Les nématodes à galles (RKN) sont des parasites des plantes qui endommagent les racines de la plante hôte. L'infection RKN entrave le mouvement de l'eau et des minéraux des racines aux pousses, ce qui peut limiter la productivité et la forme physique des plantes. Alors que les racines sont infestées par des nématodes souterrains, les feuilles des plantes au-dessus du sol peuvent être attaquées par des insectes herbivores, tels que les chenilles. La perte de matériel foliaire due à l'alimentation des chenilles peut également avoir un impact négatif sur la productivité des plantes. Ensemble, les dégâts causés par le RKN et les insectes herbivores peuvent réduire la production agricole de 20 %. Les pesticides peuvent être utilisés pour lutter contre ces ravageurs, mais bien qu'ils soient souvent efficaces, ils peuvent avoir des effets négatifs sur la santé humaine et environnementale.

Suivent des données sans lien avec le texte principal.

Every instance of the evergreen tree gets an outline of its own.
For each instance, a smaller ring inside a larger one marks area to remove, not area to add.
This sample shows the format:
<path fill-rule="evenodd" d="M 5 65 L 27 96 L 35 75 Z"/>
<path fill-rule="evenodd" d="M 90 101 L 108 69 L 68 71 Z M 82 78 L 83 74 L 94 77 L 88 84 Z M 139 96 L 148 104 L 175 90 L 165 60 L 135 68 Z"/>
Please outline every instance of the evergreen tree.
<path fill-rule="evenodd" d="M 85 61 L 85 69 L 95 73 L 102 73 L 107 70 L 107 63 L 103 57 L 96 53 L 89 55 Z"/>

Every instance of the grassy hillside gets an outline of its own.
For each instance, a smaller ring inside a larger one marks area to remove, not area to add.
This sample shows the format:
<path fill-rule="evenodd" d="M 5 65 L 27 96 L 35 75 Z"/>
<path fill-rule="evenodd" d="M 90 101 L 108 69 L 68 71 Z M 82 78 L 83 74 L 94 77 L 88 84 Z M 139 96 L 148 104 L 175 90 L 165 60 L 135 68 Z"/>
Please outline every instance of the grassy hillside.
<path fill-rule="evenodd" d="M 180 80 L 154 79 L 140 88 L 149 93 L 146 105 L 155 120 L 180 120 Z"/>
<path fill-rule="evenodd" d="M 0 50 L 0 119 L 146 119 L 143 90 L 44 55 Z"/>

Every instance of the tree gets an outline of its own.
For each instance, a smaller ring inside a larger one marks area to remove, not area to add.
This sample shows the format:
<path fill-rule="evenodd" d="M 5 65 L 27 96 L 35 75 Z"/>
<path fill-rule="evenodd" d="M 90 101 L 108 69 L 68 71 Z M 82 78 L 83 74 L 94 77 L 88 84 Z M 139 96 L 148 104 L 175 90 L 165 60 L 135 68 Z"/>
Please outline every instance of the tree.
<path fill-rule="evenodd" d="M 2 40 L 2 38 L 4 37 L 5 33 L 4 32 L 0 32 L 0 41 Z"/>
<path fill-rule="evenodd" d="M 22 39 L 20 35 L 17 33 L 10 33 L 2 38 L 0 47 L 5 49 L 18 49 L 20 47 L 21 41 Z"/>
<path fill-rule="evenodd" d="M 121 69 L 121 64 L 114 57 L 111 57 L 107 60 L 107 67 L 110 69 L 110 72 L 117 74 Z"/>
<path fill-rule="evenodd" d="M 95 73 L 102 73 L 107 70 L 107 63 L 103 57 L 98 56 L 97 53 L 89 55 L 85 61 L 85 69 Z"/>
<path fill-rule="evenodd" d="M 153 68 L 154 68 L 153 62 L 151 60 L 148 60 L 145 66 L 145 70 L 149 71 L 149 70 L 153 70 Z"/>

Les efforts visant à identifier les traits naturels de résistance des plantes à ces ravageurs et l'interaction entre le RKN et les chenilles peuvent nous aider à développer des stratégies durables de lutte antiparasitaire.

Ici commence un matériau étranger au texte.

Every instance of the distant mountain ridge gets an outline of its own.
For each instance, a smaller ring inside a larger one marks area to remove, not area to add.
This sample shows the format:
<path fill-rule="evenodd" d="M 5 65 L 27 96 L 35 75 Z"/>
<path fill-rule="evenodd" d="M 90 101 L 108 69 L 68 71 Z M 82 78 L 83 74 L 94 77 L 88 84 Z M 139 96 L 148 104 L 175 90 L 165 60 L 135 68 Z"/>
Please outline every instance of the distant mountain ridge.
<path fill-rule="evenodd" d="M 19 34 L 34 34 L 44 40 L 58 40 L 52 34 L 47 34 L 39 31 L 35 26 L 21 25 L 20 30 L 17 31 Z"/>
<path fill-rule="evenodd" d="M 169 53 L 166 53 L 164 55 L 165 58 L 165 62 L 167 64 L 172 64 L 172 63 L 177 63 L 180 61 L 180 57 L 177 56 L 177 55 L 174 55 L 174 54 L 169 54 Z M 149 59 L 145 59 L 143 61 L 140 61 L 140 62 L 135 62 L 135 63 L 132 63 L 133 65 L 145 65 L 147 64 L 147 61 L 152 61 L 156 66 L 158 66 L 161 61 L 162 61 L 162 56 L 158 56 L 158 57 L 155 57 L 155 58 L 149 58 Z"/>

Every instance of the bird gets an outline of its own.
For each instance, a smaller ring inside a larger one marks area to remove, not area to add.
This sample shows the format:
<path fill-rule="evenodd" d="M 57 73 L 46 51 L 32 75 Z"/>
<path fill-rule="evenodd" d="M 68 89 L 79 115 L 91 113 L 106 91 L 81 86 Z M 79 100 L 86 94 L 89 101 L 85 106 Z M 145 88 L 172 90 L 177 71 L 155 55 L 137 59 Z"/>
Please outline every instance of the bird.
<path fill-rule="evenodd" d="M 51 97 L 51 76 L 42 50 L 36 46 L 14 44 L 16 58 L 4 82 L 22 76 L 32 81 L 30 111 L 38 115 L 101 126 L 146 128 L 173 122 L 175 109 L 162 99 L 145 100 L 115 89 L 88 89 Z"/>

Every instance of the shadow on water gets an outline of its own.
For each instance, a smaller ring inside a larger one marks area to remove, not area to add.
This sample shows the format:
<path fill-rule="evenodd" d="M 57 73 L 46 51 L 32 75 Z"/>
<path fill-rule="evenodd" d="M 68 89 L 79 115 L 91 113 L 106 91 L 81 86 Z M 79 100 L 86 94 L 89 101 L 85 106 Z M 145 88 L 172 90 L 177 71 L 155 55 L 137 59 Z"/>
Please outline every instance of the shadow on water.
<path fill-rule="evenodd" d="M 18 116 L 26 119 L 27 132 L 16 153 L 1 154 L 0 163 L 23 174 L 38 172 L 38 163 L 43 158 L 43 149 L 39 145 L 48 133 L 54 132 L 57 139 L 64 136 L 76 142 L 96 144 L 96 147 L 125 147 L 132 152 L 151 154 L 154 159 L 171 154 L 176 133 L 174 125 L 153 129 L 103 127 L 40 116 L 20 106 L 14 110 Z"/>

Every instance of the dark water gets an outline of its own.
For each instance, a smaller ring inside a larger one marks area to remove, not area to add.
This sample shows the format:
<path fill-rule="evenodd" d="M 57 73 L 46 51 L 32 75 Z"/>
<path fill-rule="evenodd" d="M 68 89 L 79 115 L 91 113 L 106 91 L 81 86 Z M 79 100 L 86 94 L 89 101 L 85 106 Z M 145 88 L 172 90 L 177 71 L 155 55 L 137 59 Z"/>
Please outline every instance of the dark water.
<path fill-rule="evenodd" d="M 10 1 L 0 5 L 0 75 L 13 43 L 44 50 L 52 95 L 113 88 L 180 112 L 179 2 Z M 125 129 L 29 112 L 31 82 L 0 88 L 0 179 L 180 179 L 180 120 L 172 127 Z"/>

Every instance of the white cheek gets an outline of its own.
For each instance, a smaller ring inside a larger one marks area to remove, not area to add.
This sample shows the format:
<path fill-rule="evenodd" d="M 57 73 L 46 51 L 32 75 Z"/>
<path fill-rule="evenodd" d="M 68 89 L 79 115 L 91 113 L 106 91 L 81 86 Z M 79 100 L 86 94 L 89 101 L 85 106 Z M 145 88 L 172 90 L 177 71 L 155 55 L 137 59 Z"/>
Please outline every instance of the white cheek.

Dans leur nouvelle étude publiée dans AoBP, Mbaluto et al. étudié comment les chenilles (maigres spodopteres) pourrait affecter les réponses de défense racine déclenchées par RKN (Meloidogyne incognita) infection à différents stades du cycle de vie RKN. Ils ont démontré que la chenille se nourrissant des plantes infectées par le nématode diminue la signalisation de l'acide jasmonique lorsque le nématode est au stade de la reproduction. Ces résultats permettent de mieux comprendre les mécanismes moléculaires et chimiques sous-jacents aux fréquentes interactions nématode-plante-chenille dans les écosystèmes naturels et agricoles. Les auteurs suggèrent qu'il est nécessaire de tester l'impact de longues périodes d'herbivorie aérienne sur les réponses racinaires induites par les nématodes pour révéler comment les interactions avec les réponses souterraines pourraient changer sur des temps d'interaction plus longs.
Point culminant du chercheur

Crispus Mbaluto est doctorant dans le groupe de recherche sur l'écologie des interactions moléculaires au Centre allemand de recherche intégrative sur la biodiversité (iDiv), Leipzig, Allemagne. Son principal intérêt de recherche est de comprendre les mécanismes qui régissent les interactions entre les insectes/ravageurs souterrains et aériens via une plante hôte partagée. En particulier, il étudie si les nématodes parasites des racines affectent le niveau de résistance des plants de tomates aux insectes herbivores qui se nourrissent des pousses, c'est-à-dire les chenilles et les pucerons. Le travail de Crispus implique des manipulations expérimentales dans la serre et en laboratoire et l'utilisation d'approches innovantes qui couvrent les domaines de la biologie moléculaire, de l'écologie chimique, de la métabolomique et de la transcriptomique. Son aspiration générale en recherche est de faire progresser les connaissances sur les interactions médiées par les plantes et de les utiliser pour aider les producteurs de tomates à gérer les ravageurs de manière plus durable. Cela peut aider à réduire la dépendance aux pesticides, en stimulant l'économie ainsi que la biodiversité.